Elektryczny Avenger bywa oferowany przez dealerów z upustem na poziomie 15 550 zł – przykładowo, z 221 450 zł „robi się” 205 900 zł. To cena dla firm przy wyborze promocyjnego finansowania (Leasing od 102% ze stałą ratą, Kredyt od 0%, Wynajem).

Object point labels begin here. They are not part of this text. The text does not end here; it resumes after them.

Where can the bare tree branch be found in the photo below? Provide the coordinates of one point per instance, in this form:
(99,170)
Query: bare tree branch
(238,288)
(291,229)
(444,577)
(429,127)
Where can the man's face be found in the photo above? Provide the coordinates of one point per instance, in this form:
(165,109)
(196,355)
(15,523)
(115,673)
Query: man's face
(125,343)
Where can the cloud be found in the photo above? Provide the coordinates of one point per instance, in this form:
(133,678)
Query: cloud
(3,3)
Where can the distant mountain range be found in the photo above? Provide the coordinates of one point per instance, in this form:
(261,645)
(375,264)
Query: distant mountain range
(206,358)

W przypadku modelu Niro dealerzy oferują rabat w wysokości 15 000 zł dla osób posiadających instalację fotowoltaiczną. W przypadku Kii EV6 GT rabaty sięgają 15 proc. W wersji GT-Line (a nie GT) można liczyć na ok. 5 proc. W przypadku Kii Soul można liczyć na upust w wysokości ok. 5000 zł (nieco ponad 3 proc.).
Mazda
30 000 zł upustu w przypadku aut z rocznika 2022 i 20 000 zł w przypadku samochodów z 2023 r. – tak według strony producenta wygląda oferta na Mazdę MX-30.

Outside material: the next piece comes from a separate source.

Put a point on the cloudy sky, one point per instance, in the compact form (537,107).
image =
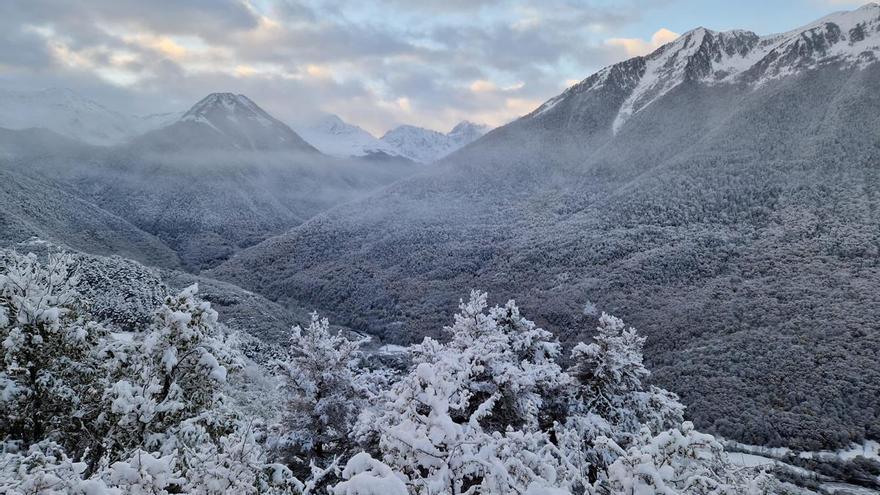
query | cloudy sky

Ok. 17,5 proc. rabatu na EQE, 14 proc. na modele EQA i EQS SUV, 10 proc. rabatu na EQB, od 7 do 15 proc. na EQS i 7 proc. na EQC – tak wygląda oferta na elektryczne modele marki Mercedes-Benz.

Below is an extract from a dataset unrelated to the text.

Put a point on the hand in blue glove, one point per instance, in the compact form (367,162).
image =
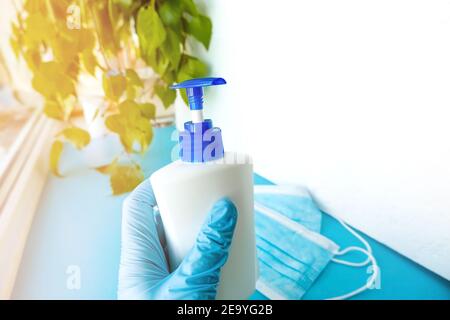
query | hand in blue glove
(144,271)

W przypadku modelu Ariya można liczyć na 5000 zł upustu. W przypadku elektrycznego Townstara to 23 000 zł rabatu (10,5 proc). Leaf jest objęty rabatami w wysokości od 12 do 24 tysięcy złotych (czyli maksymalnie 14 proc.).
Opel
Niektóre wystawiane przez dealerów egzemplarze Mokki elektrycznej są objęte rabatem w wysokości 18 proc. W przypadku Corsy można mówić o 14 – procentowych obniżkach.
Peugeot
W przypadku Peugeota e-2008 można liczyć na upusty w wysokości ok. 9-10 proc. Elektryczny Rifter bywa tańszy o 16 proc. (z 206 tysięcy złotych cena spada do 173 399 zł).
Renault
Model Zoe jest objęty rabatami w wysokości nawet 30 proc. (z 194 200 zł brutto cena spada do 134 900 zł). W przypadku Megane E-Tech w ogłoszeniach można znaleźć informacje o „cenie wyprzedażowej”. Wtedy upusty sięgają 27 proc.
Skoda
W przypadku Skody Enyaq producent oferuje upusty w wysokości:
– 35 000 zł dla wersji 60,
– 40 000 zł dla wersji 80 i Coupé 80,
– 45 000 zł dla wersji 80x, Coupé 80x, RS i Coupé RS.
Tesla
Firma nie przewiduje rabatów na swoje samochody. Nie oznacza to oczywiście, że nie trafiają się cenowe okazje. Zdarzają się i to częściej, niż u konkurencji.
Volkswagen
W przypadku elektrycznych, osobowych modeli Volkswagena – czyli ID.3, ID.4 i ID.5 – można liczyć na upust w wysokości 65 000 złotych na egzemplarze dostępne od ręki. Przy ID.Buzzie rabat może wynosić ok. 10 proc.
Volvo
W przypadku EX30 czy EX90, czyli najświeższych modeli marki, nie ma mowy (przynajmniej oficjalnie) o rabatach. W przypadku XC40 można liczyć na upust w wysokości ok. 2000 zł i na wallbox dodawany w cenie auta.